In response, the Free Speech Union of Australia has filed an urgent application in the Administrative Review Tribunal to challenge the validity of the removal notice.
The FSU challenge comes after the eSafety Commissioner last year called on X to globally suppress footage of the stabbing of Bishop Mar Mari Emmanuel in Sydney.
The Federal Court refused to grant an injunction and Justice Kennett described a worldwide ban as not a “reasonable step”.
The commissioner subsequently withdrew the case.
FSU director Reuben Kirkham said the commissioner has again overreached by targeting reporting on a case of worldwide public interest.
“The eSafety Commissioner appears not to have learned from last year’s debacle,” he said.
Dr Kirkham said the “repeated attempts to impose global censorship” make Australia “an international outlier in freedom-of-speech terms”.

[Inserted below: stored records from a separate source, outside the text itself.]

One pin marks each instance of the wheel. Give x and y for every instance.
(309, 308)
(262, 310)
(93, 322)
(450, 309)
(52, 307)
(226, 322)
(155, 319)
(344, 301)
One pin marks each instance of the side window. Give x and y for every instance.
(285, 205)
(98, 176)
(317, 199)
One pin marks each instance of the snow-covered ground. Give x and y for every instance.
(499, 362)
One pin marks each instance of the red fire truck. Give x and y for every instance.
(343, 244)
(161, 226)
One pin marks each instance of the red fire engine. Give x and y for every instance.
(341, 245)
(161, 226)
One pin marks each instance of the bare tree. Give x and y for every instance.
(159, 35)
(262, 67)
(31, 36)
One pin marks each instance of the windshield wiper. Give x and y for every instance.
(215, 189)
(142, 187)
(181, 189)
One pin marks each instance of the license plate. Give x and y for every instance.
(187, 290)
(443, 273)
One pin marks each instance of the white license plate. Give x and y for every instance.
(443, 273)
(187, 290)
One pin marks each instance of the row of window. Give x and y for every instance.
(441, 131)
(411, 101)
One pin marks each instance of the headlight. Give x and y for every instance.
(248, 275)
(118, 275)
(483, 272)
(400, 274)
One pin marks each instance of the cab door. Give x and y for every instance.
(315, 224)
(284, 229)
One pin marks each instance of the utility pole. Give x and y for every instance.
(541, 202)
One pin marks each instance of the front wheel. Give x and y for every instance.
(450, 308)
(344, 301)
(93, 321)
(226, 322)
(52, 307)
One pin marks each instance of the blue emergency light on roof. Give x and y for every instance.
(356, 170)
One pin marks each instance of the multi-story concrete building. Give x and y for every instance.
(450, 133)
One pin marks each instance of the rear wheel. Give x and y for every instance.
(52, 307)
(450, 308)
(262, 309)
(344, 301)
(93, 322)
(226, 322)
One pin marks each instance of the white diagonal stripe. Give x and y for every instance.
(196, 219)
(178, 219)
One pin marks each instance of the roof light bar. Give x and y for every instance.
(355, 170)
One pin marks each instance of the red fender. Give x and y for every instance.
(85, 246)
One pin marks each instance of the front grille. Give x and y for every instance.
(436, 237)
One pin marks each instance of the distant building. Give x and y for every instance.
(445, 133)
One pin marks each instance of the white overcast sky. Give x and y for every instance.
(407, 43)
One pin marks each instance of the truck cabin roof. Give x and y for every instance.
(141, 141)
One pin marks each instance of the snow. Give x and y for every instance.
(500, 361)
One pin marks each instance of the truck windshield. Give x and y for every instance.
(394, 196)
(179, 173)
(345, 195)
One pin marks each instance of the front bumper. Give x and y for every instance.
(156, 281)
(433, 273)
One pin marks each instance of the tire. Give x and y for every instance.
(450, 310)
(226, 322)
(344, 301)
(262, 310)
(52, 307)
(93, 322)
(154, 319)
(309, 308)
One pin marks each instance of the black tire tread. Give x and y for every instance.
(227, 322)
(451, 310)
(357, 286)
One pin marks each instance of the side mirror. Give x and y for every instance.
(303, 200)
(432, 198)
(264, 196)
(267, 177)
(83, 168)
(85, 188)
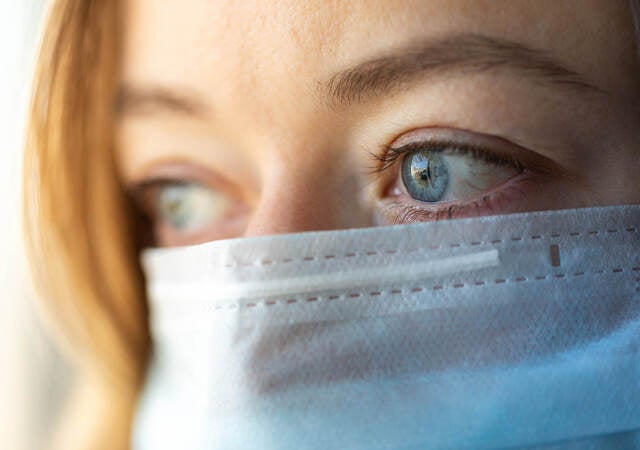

“The Online Safety Act was never meant to empower a single bureaucrat to decide what news the world can and can’t see,” he said.
Dr Kirkham said the FSU would “continue to fight for due process, transparency, and the right of Australians to access lawful information online”.
“From the Baumgarten decision to Kirkham, the tribunal has made clear that eSafety is not above the law,” he said.
“It must act within statutory limits and give proper reasons for its decisions. Australians deserve a regulator that respects rights – not one that censors the news.”